Individuals with a rare genetic condition known as phenylketonuria, or PKU, receive a difficult-to-follow prescription. They must severely limit their consumption of protein, completely avoiding mealtime staples such as meat, cheese and even bread. Not surprisingly, for many, diet is a constant struggle.
In an effort to expand their dietary options, a team of UW-Madison scientists is assessing a unique protein found only in whey, the liquid byproduct of cheese-making, that appears to be safe for this group to eat. As published today in the Journal of Nutrition, the team found that this protein-when supplemented with a few amino acids-supports the growth of young, normal mice. More importantly, mice with a version of PKU fared well on this whey protein diet and had relatively low levels of PKU-associated toxins in their brain tissue and blood.
These findings open the door to the possibility that individuals with PKU will be able to eat foods enriched with the whey protein.
“We did these studies in mice to show that (eating this protein) is going to be feasible in humans,” says Denise Ney, a professor of nutritional sciences who headed up the study, which was funded by the UW-Madison Graduate School and the U.S. Department of Agriculture. “It”s so important to individuals on this diet to have new options, to have their diet liberalized. It”s a quality-of-life issue.”
There are around 15,000 people in the United States with PKU. From birth, they lack the enzyme responsible for breaking down phenylalanine, one of the 20 major amino acids that form the proteins we eat in everyday foods. They must avoid protein because, while small amounts of phenylalanine are required for life, excess amounts stay in their bodies indefinitely and interfere with brain function. Those who go off-diet often suffer from concentration problems and depression. A few even sustain permanent brain damage.

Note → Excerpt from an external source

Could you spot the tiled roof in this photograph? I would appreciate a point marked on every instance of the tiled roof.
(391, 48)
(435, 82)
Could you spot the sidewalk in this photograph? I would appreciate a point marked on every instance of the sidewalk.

Instead of eating protein directly, people with PKU drink a foul-tasting cocktail of amino acids to meet most of their body”s daily protein needs. It tastes so bad that many struggle to drink enough to meet their doctor”s orders.
Ney hopes to reduce reliance on this cocktail by offering an alternative-foods and beverages made with glycomacropeptide, the only known dietary protein that is phenylalanine-free. Mark Etzel, a UW-Madison food engineer and fellow co-author on the paper, developed a method to purify this unique protein from cheese whey.
“Glycomacropeptide is lousy from the standpoint of protein quality. It doesn”t have the right proportion of essential amino acids,” says Ney. “However, we show that by supplementing it with the right amino acids, the mice grow just fine. This establishes the nutritional adequacy of this diet.”
Her team also looked at the brains of mice with PKU, where phenylalanine causes problems. “Perhaps the most interesting observation about the mice that were fed glycomacropeptide is that they had a 20 percent decrease in phenylalanine in their brains (compared to those fed the equivalent of the traditional amino-acid diet prescribed to humans). That”s a pretty good drop, and we saw it consistently in five different areas of the brain.”
Phenylalanine was also lower in the blood of these mice, by about 11 percent.
Upon learning about these positive results, various grassroots organizations that support the PKU community decided to fund this project, helping the UW-Madison team move more quickly in the direction of real-world applications. Already, Kathy Nelson, a researcher at the Wisconsin Center for Dairy Research, has created a line of glycomacropeptide-fortified foods, including pudding, fruit rolls, crackers and an assortment of flavorful drinks. Prototypes are currently being tested in a human clinical study funded by the National Institutes of Health, and the preliminary results look promising, says Ney.
In the future, Ney thinks this protein could replace about half of a person”s daily dose of the amino acid drink. Most people with PKU drink two or three cups per day. By consuming a glycomacropeptide-fortified pudding cup, fruit roll or sports drink, they may be able to drink just one or two.
This is exactly what Ann Zimmerman of Middleton, Wis. would like to see. Her 10-year old daughter Jessica recently began refusing to drink her amino acid drink at school, after getting teased a few times. “While we wait for treatments that address the underlying problem of PKU,” says Zimmerman, “glycomacropeptide is what we need.”